May 2024
Ralph Skip Stevens
thismansart@gmail.com
thismansart@gmail.com
Bio Note: It’s easy to feel helpless, hopeless, in these dark times. But then there’s Auden, in “September 1, 1939,” his great commentary on dark times: “All I have is a voice…” And a voice is what the poet has. I take some comfort in that. The following are a modest attempt to speak to the darkness, to the current violence and our need for mercy.
After Rafah
At least 67 killed in Rafah during Israeli hostage rescue. “The New York Times,” February 12, 2024 “Where you gonna run to?” Asks Nina Simone, and the night in Rafah, As the IDF killed at least 67, Was a night for running. The war was four months and Nearly 30 thousand lives old. Can the good poets tell us, My son wants to know, When the killing will stop? But the job of the poet is To answer that other question. Where? Where you gonna run to? Perhaps there’s no escape, Not from Israeli Defense Forces or For that matter, from any armed force. Killing is what they do, the soldiers. Isn’t that what Krishna Tells the despairing Arjuna, As he faces war with his brothers? “Everyone has a duty, And this, Prince, is yours.” But for the mothers and fathers, Those who are not soldiers, Not called to fight, whose children stand In the way of the bombs, In shattered buildings, the question Is simple in its terror, where Where you gonna run to? Run to the green meadows, The grasslands of southern, Of eastern Africa, where the tiny Crocosmia blooms, where it ranges From there to Sudan, even Madagascar.

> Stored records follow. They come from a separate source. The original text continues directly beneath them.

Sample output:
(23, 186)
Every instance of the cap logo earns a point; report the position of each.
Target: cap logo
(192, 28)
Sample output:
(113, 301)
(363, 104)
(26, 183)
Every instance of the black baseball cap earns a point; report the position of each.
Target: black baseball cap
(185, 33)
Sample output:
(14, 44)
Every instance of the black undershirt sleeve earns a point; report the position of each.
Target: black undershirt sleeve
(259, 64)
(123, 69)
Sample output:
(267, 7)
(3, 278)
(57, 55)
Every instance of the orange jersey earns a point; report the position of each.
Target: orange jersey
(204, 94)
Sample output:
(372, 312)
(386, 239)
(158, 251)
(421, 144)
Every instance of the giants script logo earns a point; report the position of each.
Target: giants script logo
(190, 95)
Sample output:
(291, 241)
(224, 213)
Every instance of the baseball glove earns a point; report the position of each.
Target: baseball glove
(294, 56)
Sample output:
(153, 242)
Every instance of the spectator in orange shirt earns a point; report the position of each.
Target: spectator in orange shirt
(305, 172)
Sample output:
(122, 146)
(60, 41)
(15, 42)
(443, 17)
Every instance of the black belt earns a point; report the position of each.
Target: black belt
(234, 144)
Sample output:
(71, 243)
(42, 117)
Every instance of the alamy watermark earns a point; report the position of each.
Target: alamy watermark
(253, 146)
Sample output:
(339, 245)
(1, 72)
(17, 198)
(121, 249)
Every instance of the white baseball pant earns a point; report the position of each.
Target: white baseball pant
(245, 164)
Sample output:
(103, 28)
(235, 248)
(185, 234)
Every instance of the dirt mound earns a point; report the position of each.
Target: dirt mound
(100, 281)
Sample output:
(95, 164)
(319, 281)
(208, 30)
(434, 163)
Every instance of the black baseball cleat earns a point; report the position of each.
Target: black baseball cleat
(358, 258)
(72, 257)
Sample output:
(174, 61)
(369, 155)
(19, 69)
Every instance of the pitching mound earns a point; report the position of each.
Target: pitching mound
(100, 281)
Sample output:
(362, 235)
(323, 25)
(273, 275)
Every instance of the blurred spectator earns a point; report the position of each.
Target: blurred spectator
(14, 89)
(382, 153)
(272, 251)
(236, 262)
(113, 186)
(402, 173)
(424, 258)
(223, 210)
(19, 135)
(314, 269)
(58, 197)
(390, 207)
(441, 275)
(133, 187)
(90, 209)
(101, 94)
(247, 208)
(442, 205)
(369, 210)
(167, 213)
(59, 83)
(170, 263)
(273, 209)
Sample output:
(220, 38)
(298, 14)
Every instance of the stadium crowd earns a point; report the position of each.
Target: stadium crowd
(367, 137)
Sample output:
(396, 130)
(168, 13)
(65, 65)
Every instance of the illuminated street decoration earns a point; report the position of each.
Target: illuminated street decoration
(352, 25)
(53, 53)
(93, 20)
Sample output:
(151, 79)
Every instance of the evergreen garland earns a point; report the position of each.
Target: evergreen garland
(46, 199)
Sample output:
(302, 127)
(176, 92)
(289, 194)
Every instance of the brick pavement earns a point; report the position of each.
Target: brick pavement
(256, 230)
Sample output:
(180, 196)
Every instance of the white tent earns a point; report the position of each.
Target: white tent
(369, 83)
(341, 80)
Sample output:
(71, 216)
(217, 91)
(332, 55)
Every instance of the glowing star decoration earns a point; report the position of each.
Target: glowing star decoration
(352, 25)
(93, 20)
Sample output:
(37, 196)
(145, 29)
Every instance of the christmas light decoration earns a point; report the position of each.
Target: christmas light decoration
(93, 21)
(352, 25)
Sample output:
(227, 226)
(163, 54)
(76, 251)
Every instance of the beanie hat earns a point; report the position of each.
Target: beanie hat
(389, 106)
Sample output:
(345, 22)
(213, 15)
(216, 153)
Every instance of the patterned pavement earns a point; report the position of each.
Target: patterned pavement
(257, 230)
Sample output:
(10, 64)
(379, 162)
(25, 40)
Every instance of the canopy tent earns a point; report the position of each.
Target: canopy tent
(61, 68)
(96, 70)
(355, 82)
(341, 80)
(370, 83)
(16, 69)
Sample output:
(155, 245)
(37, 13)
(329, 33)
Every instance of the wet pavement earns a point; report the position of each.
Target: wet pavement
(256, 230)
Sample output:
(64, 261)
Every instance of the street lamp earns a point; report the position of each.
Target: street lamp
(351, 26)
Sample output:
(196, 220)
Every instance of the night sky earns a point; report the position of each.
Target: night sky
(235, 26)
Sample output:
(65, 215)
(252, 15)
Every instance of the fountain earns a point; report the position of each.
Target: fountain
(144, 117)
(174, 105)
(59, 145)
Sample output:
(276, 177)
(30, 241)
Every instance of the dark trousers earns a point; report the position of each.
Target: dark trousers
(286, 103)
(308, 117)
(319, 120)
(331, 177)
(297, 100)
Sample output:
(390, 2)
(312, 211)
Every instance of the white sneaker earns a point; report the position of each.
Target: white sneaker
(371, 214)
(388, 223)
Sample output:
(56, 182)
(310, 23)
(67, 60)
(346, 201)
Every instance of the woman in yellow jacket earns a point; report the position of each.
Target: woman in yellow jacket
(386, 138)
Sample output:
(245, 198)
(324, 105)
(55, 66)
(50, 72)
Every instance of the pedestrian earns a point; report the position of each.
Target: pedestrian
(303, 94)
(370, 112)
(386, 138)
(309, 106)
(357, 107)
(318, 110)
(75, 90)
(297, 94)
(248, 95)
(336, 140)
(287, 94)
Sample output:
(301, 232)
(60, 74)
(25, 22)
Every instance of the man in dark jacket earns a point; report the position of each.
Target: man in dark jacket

Run to where it grows on the chains Of underground stems, The youngest at the top, the old ones Buried deep in the soil, Where they belong, Grows where a heart finds ease, In the gentle grass of African plains, Of pampas sunlight, Tawny, tough against drought, And sidewalk concrete – Resisting without a murmur The boots of soldiers.
Mercy
The world is charged with the grandeur of God. It will flame out, like shining from shook foil… Gerard Manly Hopkins And the same, I thought, could be said of the mercy of God, not always shining, alight with flame, but glowing, like an ember shook loose from the fire by a careless poker. That alert pedestrian, helping an old woman through the door, father consoling a child, her sobs fading along with the pain of a skinned knee. Oh, the world is a grand place, of monster glaciers, mountain peaks, vast lakes and oceans, but there’s a grandeur of sorts in the small skiff, tied to the dock, waiting for a boy, oars on his shoulder, in the shopping cart of canned goods for the homeless shelter, family gathered by the TV on a winter evening. Grandeur meets mercy in such small things, unnoticed by kings and presidents, tiny in scale, but no less divine, a display as grand as snow-covered fields, the shook foil of northern lights, and never spent.